In the past year, the continuous and repetitive assessments for support have continued – we do not fit into a neat box that dictates the support we need. We successfully negotiated our way through the transition from SEN nursery to SEN primary – a journey that was far from seamless. The battle that followed to secure appropriate school transport was another saga. The annual Disability Living Allowance review – often awarded for 5 years to those with a diagnosis – another 42 page form plus appendices. Even down to the box marked ‘medical condition’ to obtain a Queue Assist pass at a theme park. All would be easier if we had a name. As one wise and respected disability lobby group wrote ‘a firm medical diagnosis is hard to ignore’ – and the lack of one creates reason for doubt.

The one upside of no diagnosis is being a part of Swan UK. It is by far the best support group I have been a part of and I have tried a few. 24/7 support from others in the same position, always someone to listen, always someone to celebrate the successes, we are in this together. In the past year, Swan have ensured we are fully informed about the opportunities for diagnosis – incorrect info from professionals that we have been able to challenge – thanks to the knowledge of the staff and other families. We have met with other families, enjoyed an awesome day out together which would not have been possible without Swan UK.

Mostly though, Swan UK has inspired me to try and make a difference. Thanks to a bloggers workshop in the New Year, the collective brains and passion of those in the room gave me the impetus I needed to start a campaign for co-ordinated care. I have no campaign experience, I am a working mum with an incredibly busy home life but determined to try and make a change.

I have recently launch #outofthebox (Out of the Box) to try and improve care for those with #undiagnosed conditions. I have rediscovered my mojo, I have a purpose and I have an amazing support network who give me honest feedback and incredible input.

I will however finish with some positives in the past year, steps that are miniscule to most children but to GG have been significant. Firstly, GG is drinking more, still not enough, but we no longer battle to get tiny amounts of liquid into her. We now have c.80% success with daytime toileting, a phenomenal life skill to achieve. Gross motor skills have progressed well and GG has discovered a love of singing – the most beautiful sound. I have succeeded in finding swimming, horse riding and a Rainbows group that are now welcoming GG with open arms and recognising the contribution she makes to the class. Seeing GG swim independently with a woggle is my memory of the year.

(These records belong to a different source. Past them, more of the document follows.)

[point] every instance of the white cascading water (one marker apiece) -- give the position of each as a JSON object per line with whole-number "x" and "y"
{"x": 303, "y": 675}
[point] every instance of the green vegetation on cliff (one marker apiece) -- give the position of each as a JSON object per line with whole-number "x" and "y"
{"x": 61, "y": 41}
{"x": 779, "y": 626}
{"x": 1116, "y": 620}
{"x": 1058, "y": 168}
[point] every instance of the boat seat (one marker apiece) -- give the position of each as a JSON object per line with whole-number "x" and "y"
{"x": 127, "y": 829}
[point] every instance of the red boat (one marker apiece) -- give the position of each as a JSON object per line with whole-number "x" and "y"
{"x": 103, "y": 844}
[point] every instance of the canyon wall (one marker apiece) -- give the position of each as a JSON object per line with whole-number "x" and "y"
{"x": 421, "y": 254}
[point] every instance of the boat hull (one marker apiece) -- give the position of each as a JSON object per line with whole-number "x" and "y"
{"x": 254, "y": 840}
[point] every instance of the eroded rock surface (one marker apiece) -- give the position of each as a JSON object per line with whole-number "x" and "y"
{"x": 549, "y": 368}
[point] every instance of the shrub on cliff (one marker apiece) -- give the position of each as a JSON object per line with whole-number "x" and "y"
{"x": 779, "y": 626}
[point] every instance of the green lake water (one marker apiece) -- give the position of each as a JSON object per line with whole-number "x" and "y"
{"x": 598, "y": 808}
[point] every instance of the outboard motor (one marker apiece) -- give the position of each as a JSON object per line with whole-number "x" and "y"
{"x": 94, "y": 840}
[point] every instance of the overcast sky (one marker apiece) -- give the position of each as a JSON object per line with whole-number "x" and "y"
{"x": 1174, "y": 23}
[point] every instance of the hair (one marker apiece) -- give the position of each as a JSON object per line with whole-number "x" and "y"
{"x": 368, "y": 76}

So what next? In the next 12 months our hopes are to discount the ‘Almost Diagnosis’ (all fingers and toes crossed….) and be moved onto the 100,000 genomes project as the next leading research programme. Although likely to be a long lead time, it is the best chance we have of finding a diagnosis. We will battle the transition from ‘statement of educational needs’ to EHCP and we will get the support GG needs. I hope to make an impact with the #outofthebox campaign and influence policy makers to spend their money on care and not repetitive assessments. I plan to investigate therapies to help GG with sensory needs in the hope of helping with behaviours. I may even get brave enough to face the application process for respite care. Mostly I hope to continue to enjoy my fab family, my gorgeous GG and keep everyone as healthy and happy as possible.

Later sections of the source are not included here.